The Department and the Illinois legislature should consider the possible consequences their actions can have on Illinois businesses and communities as they attempt to address the invalidated regulations. Both bodies should be mindful of the fact that local taxes often place Illinois businesses at a significant competitive disadvantage to those businesses that sell property from outside the state or from low-tax jurisdictions within the state. While the Hartney decision could generate significant revenue for local governments, that revenue stream could dry up quickly along with the jobs that those businesses provide, if consumers flock to suppliers located in low-tax jurisdictions.


1 Illinois Supreme Court, Docket Nos. 115130, 115131, Nov. 21, 2013.

Hartney Fuel Oil Co. v. Hamer, 976 N.E.2d 682 (Ill. App. Ct. 2012).

3 In the Circuit Court case, Hartney was allowed to argue a negative inference due to the state’s destruction of records related to discussions and results of the previous audits. See Hartney Fuel Oil Co. v.

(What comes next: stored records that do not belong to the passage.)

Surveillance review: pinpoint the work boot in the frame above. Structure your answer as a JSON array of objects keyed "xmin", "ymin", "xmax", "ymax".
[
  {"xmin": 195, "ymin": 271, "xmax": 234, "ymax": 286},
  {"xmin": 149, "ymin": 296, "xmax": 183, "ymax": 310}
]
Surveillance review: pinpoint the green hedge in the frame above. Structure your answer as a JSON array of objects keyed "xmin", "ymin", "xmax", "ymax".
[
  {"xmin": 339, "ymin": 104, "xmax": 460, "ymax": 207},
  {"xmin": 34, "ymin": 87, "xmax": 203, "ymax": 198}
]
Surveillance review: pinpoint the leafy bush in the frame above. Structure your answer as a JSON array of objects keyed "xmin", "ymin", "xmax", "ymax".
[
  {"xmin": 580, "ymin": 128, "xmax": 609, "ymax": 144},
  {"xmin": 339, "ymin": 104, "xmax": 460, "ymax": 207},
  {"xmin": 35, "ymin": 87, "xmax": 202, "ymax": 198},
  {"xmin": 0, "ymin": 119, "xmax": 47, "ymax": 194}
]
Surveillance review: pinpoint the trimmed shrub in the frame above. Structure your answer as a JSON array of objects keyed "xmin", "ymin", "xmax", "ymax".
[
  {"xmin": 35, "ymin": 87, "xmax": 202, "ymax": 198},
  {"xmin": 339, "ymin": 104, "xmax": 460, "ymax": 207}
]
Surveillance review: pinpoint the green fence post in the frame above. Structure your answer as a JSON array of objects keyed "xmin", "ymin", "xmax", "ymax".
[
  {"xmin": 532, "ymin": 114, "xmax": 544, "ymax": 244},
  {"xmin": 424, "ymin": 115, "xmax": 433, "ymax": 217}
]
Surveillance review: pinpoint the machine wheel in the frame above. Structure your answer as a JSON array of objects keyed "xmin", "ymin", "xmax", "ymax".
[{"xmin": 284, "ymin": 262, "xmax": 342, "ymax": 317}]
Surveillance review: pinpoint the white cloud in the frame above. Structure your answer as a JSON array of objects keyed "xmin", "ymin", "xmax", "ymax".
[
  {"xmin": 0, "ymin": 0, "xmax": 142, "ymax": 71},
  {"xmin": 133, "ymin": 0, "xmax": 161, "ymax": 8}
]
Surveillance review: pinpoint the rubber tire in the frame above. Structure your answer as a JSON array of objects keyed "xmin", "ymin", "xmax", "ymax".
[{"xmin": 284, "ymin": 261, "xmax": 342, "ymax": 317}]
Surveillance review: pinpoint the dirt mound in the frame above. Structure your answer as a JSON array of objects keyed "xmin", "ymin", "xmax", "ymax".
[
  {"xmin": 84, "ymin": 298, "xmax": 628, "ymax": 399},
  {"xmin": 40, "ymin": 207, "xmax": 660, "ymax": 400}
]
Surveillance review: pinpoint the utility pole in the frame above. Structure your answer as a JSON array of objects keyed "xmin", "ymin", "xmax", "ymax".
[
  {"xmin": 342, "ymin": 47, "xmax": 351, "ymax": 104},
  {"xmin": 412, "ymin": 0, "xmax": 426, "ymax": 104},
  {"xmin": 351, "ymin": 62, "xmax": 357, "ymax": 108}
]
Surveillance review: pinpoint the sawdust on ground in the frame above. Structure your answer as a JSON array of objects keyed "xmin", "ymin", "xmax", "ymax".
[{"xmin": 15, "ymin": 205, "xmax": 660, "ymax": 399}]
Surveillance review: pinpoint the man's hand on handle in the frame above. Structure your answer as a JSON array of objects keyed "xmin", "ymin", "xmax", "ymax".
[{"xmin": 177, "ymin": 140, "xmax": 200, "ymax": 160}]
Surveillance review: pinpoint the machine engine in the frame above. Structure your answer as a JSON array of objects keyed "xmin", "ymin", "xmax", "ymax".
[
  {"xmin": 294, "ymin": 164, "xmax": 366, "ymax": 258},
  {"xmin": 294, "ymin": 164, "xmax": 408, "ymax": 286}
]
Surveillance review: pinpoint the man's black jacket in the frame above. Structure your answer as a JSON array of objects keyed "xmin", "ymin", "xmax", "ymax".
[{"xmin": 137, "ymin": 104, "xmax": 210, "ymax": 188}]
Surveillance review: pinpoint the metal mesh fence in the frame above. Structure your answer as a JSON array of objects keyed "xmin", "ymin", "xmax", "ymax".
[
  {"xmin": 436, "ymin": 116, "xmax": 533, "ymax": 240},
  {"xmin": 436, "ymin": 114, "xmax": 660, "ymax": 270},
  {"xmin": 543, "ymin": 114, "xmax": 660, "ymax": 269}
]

Department of Revenue, Tenth Circuit Court of Illinois, Nos. 08-MR-11, 08-MR-13, 08-MR-15, Jan. 26, 2011.

4 The Circuit Court cited 86 ILL. ADMIN. CODE tit. 86 § 220.115(c)(1).

5 For further discussion of the Appellate Court decision, see GT SALT Alert: Illinois Appellate Court Holds Acceptance of Sales Orders in Jurisdiction Is Necessary to Impose Local Sales Tax.

6 The Appellate Court equated this threshold inquiry to determinations of whether courts have personal jurisdiction over individuals. These are procedural decisions and not determinations of fact.

Ex-Cell-O Corp. v. McKibbin, 384 Ill. 316 (1943).

8 See Kean v. Wal-Mart Stores, Inc., 919 N.E.2d 926 (Ill. 2009).

9 See 20 ILL. COMP. STAT. 2520/1—2520/7.